Ritratto di un artista straordinario che ha saputo comportarsi come la ginestra leopardiana di fronte allo sterminator Vesevo

Quando ho appreso della scomparsa di Ezio Bosso, mi sono tornate in mente le parole di una canzone interpretata da Andrea Bocelli e Giorgia: «Vivo per lei da quando sai / la prima volta l’ho incontrata. / Non mi ricordo come ma / mi è entrata dentro e c’è restata». Potremmo sintetizzare così la vita di un uomo che ha fatto della musica la sua «amata immortale», unico sollievo nella sofferenza umana. Immagino la sua anima imprigionata per anni in una lastra di marmo, come gli Schiavi di Michelangelo.

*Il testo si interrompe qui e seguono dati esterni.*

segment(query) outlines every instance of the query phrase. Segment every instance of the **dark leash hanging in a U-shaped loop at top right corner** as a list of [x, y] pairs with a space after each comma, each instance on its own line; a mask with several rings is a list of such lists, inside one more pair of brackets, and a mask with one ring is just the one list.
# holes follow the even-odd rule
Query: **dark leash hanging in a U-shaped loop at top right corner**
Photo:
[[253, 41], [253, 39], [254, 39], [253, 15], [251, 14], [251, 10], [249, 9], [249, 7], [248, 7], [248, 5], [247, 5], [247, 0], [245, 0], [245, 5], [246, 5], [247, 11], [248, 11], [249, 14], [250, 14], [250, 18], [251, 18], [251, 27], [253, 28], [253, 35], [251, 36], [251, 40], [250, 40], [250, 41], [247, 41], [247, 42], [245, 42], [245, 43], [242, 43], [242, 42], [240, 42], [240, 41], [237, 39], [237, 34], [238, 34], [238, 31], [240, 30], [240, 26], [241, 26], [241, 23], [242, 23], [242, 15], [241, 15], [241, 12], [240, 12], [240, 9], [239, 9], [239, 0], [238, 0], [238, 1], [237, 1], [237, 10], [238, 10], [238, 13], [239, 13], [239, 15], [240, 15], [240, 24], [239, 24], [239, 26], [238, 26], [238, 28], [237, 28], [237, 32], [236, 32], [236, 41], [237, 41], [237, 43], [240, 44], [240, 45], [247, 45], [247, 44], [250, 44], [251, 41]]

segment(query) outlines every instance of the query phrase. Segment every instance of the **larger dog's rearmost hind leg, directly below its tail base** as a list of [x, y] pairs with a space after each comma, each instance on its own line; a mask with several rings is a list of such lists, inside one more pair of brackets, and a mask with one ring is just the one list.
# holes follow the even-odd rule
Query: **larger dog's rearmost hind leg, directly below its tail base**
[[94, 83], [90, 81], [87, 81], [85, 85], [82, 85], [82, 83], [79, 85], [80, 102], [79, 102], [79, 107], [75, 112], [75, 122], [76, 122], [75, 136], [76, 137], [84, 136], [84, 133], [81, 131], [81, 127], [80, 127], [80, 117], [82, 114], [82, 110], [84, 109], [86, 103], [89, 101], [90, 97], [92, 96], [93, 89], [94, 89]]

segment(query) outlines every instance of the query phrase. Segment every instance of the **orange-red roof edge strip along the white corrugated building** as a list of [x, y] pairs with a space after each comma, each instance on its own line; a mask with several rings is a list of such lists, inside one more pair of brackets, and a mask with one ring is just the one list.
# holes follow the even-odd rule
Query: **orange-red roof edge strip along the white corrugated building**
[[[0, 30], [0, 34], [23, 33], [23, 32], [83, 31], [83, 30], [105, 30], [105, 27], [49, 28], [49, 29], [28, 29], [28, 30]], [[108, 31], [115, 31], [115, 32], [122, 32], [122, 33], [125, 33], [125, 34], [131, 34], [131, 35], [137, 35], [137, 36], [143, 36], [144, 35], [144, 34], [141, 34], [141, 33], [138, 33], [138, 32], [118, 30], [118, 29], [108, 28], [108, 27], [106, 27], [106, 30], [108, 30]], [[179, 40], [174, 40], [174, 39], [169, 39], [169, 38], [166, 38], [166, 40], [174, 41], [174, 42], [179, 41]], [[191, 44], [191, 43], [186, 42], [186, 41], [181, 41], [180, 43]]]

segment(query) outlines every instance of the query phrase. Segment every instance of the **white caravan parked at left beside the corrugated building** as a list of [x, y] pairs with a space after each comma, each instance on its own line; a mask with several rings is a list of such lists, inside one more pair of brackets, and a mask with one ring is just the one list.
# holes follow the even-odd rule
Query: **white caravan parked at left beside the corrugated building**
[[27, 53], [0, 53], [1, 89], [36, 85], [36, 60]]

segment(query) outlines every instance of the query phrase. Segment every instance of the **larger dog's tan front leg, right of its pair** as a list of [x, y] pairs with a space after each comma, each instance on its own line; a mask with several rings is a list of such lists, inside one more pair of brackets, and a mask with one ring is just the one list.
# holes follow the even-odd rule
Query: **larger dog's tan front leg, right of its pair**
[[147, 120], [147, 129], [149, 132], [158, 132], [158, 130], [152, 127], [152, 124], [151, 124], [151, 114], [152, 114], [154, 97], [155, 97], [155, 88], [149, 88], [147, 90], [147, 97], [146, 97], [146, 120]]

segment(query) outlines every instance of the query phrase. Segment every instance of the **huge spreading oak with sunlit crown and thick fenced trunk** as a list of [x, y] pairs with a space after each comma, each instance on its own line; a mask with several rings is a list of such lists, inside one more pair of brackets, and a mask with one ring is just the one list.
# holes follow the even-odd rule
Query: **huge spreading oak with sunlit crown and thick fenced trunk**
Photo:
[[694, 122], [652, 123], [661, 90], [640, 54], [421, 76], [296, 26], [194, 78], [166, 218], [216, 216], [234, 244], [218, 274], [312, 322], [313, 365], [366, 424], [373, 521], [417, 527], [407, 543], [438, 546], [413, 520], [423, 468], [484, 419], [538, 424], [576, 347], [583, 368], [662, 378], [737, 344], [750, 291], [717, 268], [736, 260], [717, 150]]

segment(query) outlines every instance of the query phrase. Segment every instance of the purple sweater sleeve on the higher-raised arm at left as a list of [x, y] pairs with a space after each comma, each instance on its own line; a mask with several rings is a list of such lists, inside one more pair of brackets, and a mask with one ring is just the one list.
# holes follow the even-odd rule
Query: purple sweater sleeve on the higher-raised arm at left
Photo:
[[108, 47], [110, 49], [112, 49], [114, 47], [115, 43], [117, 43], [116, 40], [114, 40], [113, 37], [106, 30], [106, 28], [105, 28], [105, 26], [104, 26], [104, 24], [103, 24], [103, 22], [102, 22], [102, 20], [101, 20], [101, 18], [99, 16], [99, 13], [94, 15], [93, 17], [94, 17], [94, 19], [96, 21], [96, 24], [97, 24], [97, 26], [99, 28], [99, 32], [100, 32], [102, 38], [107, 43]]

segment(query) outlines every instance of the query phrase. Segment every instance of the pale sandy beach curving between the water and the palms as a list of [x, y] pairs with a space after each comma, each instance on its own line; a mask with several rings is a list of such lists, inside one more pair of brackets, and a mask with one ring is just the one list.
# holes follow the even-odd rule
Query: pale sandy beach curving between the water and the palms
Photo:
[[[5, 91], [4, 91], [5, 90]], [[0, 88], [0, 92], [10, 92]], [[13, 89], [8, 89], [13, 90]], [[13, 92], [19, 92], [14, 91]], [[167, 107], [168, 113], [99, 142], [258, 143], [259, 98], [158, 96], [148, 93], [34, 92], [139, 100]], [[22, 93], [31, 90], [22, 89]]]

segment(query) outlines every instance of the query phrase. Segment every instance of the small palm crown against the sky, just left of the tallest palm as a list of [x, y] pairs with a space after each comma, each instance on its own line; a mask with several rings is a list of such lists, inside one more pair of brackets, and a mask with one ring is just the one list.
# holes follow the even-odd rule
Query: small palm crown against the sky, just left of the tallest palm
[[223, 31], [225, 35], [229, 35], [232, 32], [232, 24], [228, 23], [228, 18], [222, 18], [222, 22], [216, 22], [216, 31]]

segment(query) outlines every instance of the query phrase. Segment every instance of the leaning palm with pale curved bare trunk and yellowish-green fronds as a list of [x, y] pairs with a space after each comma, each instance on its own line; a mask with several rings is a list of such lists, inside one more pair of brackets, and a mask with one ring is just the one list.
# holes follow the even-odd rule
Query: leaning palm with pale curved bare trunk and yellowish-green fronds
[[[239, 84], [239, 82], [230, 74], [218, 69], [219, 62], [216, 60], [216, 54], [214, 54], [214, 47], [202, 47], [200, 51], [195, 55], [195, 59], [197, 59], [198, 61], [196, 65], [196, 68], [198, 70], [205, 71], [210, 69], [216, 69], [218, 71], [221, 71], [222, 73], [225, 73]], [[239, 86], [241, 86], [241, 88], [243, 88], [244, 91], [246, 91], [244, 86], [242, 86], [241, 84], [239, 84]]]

Ascoltando il concerto per oboe e piccola orchestra di Richard Strauss, notiamo come la musica riesca a scavare la serenità nel marmo della malattia. Da quella lastra emergono il coraggio, il talento, la passione di chi non si è arreso alla sua condizione, ma ha lottato fino all’ultimo per la libertà. La musica è appunto questo: un respiro di libertà e speranza che allieta anche i momenti peggiori della vita.

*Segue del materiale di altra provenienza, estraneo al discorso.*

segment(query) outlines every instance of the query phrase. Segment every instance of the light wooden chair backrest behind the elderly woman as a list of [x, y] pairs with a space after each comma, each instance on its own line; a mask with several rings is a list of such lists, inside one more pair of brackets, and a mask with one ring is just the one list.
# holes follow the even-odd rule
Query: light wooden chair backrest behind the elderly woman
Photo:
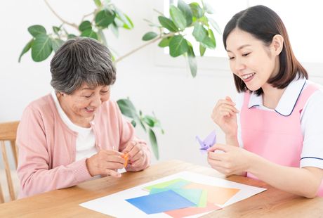
[[[13, 158], [15, 159], [15, 168], [18, 166], [18, 149], [15, 146], [15, 138], [17, 136], [18, 121], [15, 122], [4, 122], [0, 123], [0, 144], [2, 151], [2, 159], [4, 160], [4, 168], [6, 170], [6, 179], [8, 184], [8, 190], [10, 194], [10, 199], [15, 200], [15, 191], [13, 188], [13, 179], [11, 177], [11, 169], [9, 167], [8, 155], [6, 152], [6, 143], [11, 145]], [[0, 186], [0, 203], [4, 203], [4, 194]]]

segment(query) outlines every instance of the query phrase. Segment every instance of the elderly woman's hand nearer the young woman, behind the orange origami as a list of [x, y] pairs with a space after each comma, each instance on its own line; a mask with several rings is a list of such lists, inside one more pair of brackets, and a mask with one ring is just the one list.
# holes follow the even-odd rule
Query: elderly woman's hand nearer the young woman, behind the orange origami
[[143, 143], [140, 141], [130, 141], [126, 145], [126, 148], [122, 150], [122, 153], [128, 153], [128, 166], [126, 167], [129, 171], [136, 171], [141, 169], [145, 164], [146, 155], [143, 151]]

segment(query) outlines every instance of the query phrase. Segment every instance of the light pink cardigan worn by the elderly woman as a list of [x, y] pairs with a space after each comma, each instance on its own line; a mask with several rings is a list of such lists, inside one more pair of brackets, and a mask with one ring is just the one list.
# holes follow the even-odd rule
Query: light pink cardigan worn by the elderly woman
[[[96, 111], [91, 123], [98, 149], [123, 150], [135, 139], [133, 126], [124, 120], [117, 103], [107, 101]], [[91, 179], [86, 158], [75, 162], [77, 133], [61, 120], [51, 95], [39, 98], [25, 109], [17, 132], [19, 148], [19, 198], [67, 188]], [[150, 164], [150, 148], [145, 144], [145, 165], [128, 167], [139, 171]]]

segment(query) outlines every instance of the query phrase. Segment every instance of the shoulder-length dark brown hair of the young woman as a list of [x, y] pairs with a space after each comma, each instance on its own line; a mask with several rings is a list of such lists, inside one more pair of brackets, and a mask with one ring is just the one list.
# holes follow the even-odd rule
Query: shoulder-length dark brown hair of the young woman
[[[276, 34], [280, 34], [284, 38], [283, 49], [279, 54], [279, 72], [275, 77], [268, 80], [268, 83], [272, 84], [273, 87], [284, 89], [296, 76], [308, 79], [308, 72], [306, 72], [305, 68], [303, 68], [294, 56], [286, 27], [275, 11], [272, 11], [266, 6], [259, 5], [246, 8], [244, 11], [235, 14], [225, 26], [223, 32], [225, 49], [227, 49], [226, 41], [228, 35], [235, 28], [249, 32], [253, 37], [263, 41], [267, 46], [270, 45], [272, 38]], [[237, 75], [234, 75], [234, 79], [237, 91], [242, 92], [248, 90], [246, 84]], [[257, 95], [262, 93], [263, 89], [256, 91]]]

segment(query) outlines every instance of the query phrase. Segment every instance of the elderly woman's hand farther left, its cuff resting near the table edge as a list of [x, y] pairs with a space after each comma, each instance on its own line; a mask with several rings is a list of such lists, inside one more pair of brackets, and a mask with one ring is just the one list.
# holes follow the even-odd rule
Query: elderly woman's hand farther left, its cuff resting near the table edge
[[91, 158], [86, 159], [86, 167], [91, 176], [106, 174], [112, 177], [121, 177], [117, 169], [124, 168], [123, 153], [117, 150], [100, 150]]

Di Ezio Bosso mi resta il sorriso sincero, lo scacco matto al destino che bussa violentemente alla porta del cuore, come ricorda il celeberrimo attacco sul vuoto del primo movimento della quinta sinfonia di Beethoven. Mi restano le sue emozioni, che increspano il lago dell’animo umano: sono le note della sonata n. 14 Al chiaro di luna, grazie alle quali Ezio ha scelto di intraprendere gli studi musicali. La vita è simile allo splendido adagio della settima sinfonia, quel continuo alternarsi di chiari e scuri che la rende imprevedibile. E unica.

Ezio lo aveva capito e perciò ha continuato a esprimersi attraverso la musica – che, per dirla con Beethoven, parla dove le parole non arrivano – anche quando le forze progressivamente lo abbandonavano. Perché la musica era la sua forza, il faro nell’oceano tempestoso della malattia, la linfa che lo teneva in vita. Ezio si è comportato come la ginestra leopardiana di fronte allo «sterminator Vesevo»: sapeva che non avrebbe potuto resistere alla lava, eppure è rimasto lì, immobile, certo che nulla poteva separarlo dalla musica.

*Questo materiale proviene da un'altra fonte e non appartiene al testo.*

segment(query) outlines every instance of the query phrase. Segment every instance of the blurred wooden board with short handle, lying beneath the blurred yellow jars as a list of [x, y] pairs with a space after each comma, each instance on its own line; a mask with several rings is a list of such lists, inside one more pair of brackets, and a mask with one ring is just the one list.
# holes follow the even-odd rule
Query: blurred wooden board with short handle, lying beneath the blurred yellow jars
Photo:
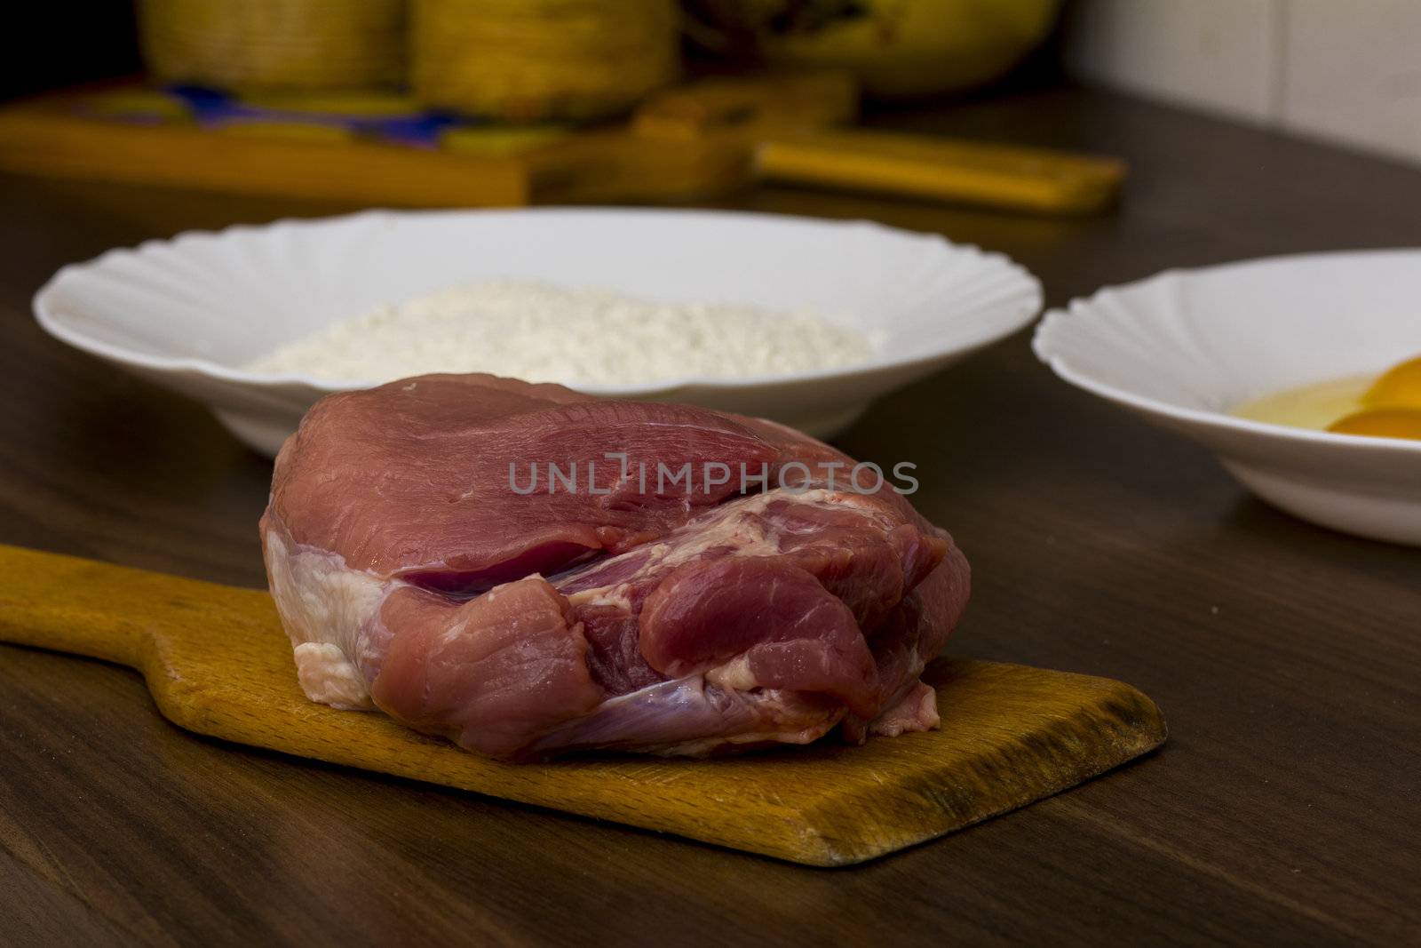
[[360, 112], [369, 97], [348, 98], [351, 114], [333, 94], [310, 112], [261, 101], [259, 121], [196, 121], [180, 95], [142, 85], [54, 92], [0, 107], [0, 169], [367, 206], [689, 200], [746, 183], [769, 128], [850, 121], [857, 87], [834, 71], [712, 78], [652, 97], [645, 122], [453, 122], [422, 146], [382, 138], [379, 115]]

Un anno fa la notizia più dolorosa: non avrebbe potuto più suonare il pianoforte. «Potrò comunque dirigere», fu la sua eroica risposta. Ezio Bosso si è spento dopo un calvario lungo quasi dieci anni. Mi piace pensare che la musica lo abbia finalmente liberato dalla lastra di marmo che ne opprimeva il fisico, ma non lo spirito, che continuerà a essere ogni volta che ascolteremo una sinfonia o un concerto.

Ezio ci ha lasciato un grande insegnamento: diamo valore a ogni istante che ci è concesso vivere, rendiamo musica il tempo.